L’Institutrice, pour toutes les (bonnes,
stimulantes) raisons qui nous firent aimer les titres précédent ou suivant –
leur lucidité, leur singularité, leur originalité dans le paysage
cinématographique contemporain, majoritairement immonde, et nique la nostalgie
d’un hypothétique paradis vieilli –, ne succombe jamais à l’effet boomerang qui plomba le Scarlet
Diva
d’Asia (Argento, certo), dénonciation-illustration du berlusconisme banalisé,
ni à l’indolence du conte longuet de Lee Chang-dong cité supra, avec sa grand-mère souffrant d’Alzheimer, son policier
poète, son « viol en réunion » monnayé d’adolescente suicidée, sa fin
fantomatique et panthéiste apaisée (barque chargée de festivalier gérontophile).

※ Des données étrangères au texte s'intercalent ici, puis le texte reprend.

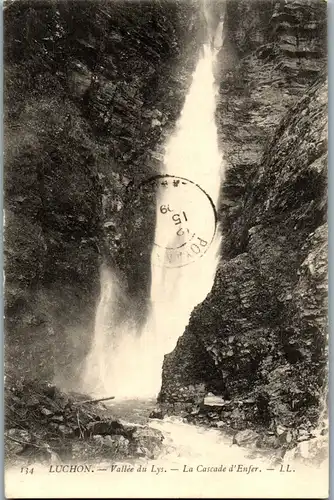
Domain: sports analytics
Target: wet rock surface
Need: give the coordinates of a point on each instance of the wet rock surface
(91, 94)
(262, 330)
(44, 424)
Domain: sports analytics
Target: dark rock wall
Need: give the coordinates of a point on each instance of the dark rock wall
(91, 91)
(264, 322)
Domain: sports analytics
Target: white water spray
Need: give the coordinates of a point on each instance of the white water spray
(132, 366)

Pas de moralisme dans le bac à sable, pas d’exhibitionnisme dans le désir
conjugal ou adultère, et cependant une distance étrange, une désincarnation à
l’encontre de l’érotisme des quadras, avec préliminaires interrompus par un
poème téléphonique sur la nature aérienne de l’amour, amen. En parallèle, le mystère des êtres, grand ou petit, leur
énigme ontologique, leur ambivalence de principe (amabilité impitoyable du
restaurateur droitiste), dissimulent peut-être, au final, un vide narratif avéré
(soupçon de fausse opacité des personnages), une simple esquisse portraitiste à
base de psychologisme rassis, daté (les origines séfarades paupérisées de
l’héroïne, son statut de mère félicitée/esseulée de futur officier, d’une
gamine quasiment reléguée au hors-champ, d’épouse aimée, écoutée, excitante et néanmoins
à l’intériorité imperceptible, au comportement imprévisible, ou alors trop
attendu, justement, sans omettre bien sûr ses aspirations-récitations de piètre
poétesse).
Le directeur (marié, entretenu, dixit lui-même) de « l’atelier
d’écriture » versifiée (délectable satire de ce genre d’imposture oisive) confie
à Nira, en la déshabillant, que ses poèmes – qui appartiennent à un enfant de
cinq ans, qui reviennent à l’auteur du film au même âge, qui se voient idem instrumentalisés par la nounou
apprentie comédienne, bientôt virée par le cuisinier admirateur de Chet Baker
(elle reviendra en ondine à la Ursula Andress chez Bond, James bond, afin de
déclamer l’histoire d’un lion orange et vengeur, droit dans la rétine du
spectateur) – la guérirent (à ses yeux et à ses oreilles, à son cerveau et à
son cœur, à son pénis en sus) de sa « banalité », lui conférèrent une supposée
homosexualité, lui donnèrent aussitôt une autre dimension autonome. On aimerait
dire la même chose à propos de cet argument presque exsangue, malgré la
vitalité de ses scènes de danse, en famille ou en triolisme, de ce récit
réaliste et allégorique, de cette fable un brin embourgeoisée sur une
petite-bourgeoise (et fonctionnaire) s’entichant d’un petit singe aux faux airs
somnambuliques (cent pas panotés) de Danny Torrance (murder à l’envers à l’hôtel moins guilleret, plus enneigé, de Shining)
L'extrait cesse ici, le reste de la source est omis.